4) Muscle Gain with Fat Loss — asked by Tim O’Kelly

I’m 6’5″ and I am having a really hard time gaining muscle mass. How do I gain the muscle without gaining fat?

“I get this question all the time as it’s what every guy in the gym wants. The reality is that it’s very, very difficult to do unless you have precision with your nutrition program. If you (1) estimate your calorie burn ideally using the Katch & McCardle method (2) track your calorie intake, assuming 250-500 calories more than you burn, (3) lift heavier weights over time, (4) focus on basic exercises, and (5) track your progress with weekly weigh-ins, you will be able to gain muscle without gaining fat. If for some reason you are not gaining any weight, then you up the calories another 250-500 calories until you start gaining some weight. As long as your lifting numbers are going up combined with a calorie surplus and ample protein (1+ gram of protein per pound of bodyweight), you will gain muscle!
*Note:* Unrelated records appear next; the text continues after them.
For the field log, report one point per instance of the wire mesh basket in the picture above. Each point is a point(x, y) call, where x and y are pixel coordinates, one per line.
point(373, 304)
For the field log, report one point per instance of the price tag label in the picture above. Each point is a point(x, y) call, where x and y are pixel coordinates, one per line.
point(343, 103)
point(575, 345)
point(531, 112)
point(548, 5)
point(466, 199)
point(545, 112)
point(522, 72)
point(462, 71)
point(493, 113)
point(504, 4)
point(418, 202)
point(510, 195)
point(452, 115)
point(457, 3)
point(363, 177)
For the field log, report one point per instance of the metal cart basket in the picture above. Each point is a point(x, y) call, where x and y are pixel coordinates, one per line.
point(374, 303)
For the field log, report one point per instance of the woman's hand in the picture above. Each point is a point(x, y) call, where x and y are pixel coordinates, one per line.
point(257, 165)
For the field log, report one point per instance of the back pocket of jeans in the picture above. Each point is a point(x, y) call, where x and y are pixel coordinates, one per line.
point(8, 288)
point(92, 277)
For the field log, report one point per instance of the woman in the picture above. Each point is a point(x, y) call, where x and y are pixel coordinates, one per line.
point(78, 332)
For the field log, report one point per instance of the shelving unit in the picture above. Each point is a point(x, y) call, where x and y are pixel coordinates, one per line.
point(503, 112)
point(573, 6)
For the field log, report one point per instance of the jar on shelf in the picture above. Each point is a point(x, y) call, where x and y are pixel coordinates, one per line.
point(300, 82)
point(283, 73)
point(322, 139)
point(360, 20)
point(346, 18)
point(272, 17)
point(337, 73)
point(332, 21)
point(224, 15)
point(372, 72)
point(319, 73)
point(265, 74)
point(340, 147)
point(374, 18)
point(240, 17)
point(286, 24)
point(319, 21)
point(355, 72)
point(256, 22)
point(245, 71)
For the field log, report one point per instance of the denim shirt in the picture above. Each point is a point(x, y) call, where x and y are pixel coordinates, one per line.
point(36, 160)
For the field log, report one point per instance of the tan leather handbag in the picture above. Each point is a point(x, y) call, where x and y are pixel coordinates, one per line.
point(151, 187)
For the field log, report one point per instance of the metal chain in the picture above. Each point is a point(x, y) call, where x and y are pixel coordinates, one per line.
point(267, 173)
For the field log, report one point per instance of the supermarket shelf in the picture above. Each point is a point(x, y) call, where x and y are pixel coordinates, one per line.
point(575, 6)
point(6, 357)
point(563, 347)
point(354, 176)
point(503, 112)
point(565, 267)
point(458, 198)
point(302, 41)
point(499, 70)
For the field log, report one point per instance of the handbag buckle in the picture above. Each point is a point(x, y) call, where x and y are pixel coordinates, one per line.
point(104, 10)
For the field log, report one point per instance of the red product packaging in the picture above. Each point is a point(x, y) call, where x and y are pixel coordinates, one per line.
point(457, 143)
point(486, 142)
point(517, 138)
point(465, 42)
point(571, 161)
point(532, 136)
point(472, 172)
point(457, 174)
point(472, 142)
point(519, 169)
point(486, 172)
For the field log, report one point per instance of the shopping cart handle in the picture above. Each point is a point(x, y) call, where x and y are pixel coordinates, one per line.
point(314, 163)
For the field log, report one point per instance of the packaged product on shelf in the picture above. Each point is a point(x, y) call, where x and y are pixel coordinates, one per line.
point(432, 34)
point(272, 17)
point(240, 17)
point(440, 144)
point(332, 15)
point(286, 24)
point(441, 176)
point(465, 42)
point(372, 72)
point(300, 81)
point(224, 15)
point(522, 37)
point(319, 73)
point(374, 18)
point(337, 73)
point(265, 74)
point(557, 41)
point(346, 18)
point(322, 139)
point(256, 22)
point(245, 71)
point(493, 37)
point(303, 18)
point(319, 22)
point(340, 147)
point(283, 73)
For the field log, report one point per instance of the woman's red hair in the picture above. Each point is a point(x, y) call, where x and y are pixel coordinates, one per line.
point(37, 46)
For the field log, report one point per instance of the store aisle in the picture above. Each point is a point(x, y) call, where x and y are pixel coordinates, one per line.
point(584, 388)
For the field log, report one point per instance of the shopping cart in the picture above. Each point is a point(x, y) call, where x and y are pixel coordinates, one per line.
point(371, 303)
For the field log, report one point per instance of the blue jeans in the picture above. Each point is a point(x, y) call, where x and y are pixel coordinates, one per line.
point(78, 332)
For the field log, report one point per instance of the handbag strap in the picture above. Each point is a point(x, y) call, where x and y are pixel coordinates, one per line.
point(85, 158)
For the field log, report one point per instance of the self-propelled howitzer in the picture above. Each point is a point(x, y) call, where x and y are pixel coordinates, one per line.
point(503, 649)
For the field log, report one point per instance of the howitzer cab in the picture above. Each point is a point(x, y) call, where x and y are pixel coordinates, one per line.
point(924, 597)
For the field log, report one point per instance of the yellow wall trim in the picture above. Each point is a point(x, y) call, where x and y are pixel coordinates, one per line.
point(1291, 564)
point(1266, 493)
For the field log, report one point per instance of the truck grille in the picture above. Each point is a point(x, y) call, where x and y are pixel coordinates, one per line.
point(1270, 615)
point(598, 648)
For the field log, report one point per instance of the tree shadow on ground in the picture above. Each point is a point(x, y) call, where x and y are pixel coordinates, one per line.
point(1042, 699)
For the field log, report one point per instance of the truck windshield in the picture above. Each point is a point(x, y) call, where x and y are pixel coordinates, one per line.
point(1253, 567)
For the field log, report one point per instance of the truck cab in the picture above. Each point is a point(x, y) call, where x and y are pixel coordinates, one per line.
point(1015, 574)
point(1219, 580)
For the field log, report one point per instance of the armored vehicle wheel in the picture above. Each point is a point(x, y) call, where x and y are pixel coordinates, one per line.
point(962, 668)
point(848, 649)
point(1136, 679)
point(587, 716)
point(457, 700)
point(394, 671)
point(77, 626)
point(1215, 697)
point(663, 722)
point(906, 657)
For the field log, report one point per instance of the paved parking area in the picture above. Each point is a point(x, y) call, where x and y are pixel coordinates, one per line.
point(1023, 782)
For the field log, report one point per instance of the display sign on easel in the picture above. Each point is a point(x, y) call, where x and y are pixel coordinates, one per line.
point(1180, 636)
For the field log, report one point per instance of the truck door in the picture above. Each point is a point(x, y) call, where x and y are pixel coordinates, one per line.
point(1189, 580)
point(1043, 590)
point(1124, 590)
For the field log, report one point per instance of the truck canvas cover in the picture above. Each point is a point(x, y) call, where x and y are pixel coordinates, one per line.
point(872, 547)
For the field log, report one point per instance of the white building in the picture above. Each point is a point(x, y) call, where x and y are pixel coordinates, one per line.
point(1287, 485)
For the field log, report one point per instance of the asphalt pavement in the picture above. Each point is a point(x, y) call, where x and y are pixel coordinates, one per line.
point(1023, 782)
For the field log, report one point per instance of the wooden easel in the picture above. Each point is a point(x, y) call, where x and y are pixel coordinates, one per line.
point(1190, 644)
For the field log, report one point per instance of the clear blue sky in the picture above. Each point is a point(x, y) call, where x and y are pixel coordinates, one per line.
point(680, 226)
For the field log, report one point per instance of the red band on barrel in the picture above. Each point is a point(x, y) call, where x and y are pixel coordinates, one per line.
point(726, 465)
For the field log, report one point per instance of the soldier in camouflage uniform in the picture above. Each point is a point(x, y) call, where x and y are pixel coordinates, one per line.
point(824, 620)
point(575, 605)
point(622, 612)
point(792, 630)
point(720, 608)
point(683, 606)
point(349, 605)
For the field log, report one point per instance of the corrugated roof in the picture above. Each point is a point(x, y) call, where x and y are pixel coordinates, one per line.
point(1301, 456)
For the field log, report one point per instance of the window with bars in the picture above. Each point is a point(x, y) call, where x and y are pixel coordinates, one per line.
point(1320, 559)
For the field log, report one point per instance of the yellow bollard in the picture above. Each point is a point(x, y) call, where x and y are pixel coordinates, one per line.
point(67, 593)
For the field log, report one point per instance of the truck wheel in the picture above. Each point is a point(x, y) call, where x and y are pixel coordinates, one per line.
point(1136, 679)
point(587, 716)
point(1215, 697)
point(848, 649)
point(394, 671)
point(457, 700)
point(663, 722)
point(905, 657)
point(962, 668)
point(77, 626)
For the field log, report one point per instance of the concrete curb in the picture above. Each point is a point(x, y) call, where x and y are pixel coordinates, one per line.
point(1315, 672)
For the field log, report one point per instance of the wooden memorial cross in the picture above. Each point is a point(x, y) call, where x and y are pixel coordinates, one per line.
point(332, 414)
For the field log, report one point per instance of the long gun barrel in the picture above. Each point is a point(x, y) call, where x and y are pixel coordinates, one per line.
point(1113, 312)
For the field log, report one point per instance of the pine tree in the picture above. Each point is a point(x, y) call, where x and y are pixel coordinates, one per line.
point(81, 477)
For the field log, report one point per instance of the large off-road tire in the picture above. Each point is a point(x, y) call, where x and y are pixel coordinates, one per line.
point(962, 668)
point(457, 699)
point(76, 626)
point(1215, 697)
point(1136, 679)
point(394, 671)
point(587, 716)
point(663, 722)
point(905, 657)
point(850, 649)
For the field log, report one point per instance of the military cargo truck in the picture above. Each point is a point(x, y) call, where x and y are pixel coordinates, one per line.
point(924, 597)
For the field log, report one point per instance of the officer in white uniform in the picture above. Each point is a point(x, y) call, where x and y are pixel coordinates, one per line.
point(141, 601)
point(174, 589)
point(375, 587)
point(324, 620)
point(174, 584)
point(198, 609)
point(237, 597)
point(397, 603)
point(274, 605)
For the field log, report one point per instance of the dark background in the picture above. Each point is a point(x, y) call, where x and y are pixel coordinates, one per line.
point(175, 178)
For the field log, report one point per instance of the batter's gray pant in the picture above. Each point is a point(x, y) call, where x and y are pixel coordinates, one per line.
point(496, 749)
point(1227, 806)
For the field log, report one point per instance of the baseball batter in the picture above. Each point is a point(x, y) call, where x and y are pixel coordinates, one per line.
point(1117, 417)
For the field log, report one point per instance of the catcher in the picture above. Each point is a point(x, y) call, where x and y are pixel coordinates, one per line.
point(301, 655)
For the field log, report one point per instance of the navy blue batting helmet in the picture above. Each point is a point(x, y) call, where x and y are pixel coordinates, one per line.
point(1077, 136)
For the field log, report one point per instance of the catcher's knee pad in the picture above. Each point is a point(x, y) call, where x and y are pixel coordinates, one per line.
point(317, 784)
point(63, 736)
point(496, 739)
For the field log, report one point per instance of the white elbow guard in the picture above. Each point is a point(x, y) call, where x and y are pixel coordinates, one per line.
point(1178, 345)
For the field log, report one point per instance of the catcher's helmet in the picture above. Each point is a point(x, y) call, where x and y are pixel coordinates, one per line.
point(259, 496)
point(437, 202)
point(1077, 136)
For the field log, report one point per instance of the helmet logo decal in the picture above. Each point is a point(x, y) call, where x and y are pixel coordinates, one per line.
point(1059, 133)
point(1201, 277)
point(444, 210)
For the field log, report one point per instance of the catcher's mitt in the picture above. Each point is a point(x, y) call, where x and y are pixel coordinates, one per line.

With all that said, if you are already lean and the sound of tracking your calories is more than you bargained for, I wouldn’t worry too much about gaining some fat if you are also gaining muscle, because it’s easier to lose fat without losing muscle than it is to gain muscle without gaining fat.”

5) Marco-Nutrient Ratios — asked by Dan Arra

What’s a good ratio for carbs, protein and fat when bulking for a 155-pounder?

“The typical bodybuilding ratio is 30/50/20 of protein, carbs and fat respectively, but I’ve found this ratio makes it very difficult to eat enough calories because fat intake is so low. Fat has 9 calories per gram compared to protein and carbs at 4 grams, so dietary fat is a very dense form of calories. I would recommend a 30/40/30 split to make eating enough calories easier. Another way to approach the ratio is starting out with a target calorie intake, and a set amount of protein and fat you are going to consume, then leaving the balance as carbs. For example, if you have a 3,000 target calorie intake targeting 155 grams of protein (1 gram per pound of body weight ) and fat at 30% of calories (100 grams of fat), that leaves 370 grams of carbs, which is 49% of calories. This example would be like the reverse ratio of the bodybuilding diet (20/50/30). At the end of the day, choose whatever ratio allows you to eat a calorie surplus while still keeping your protein relatively high.”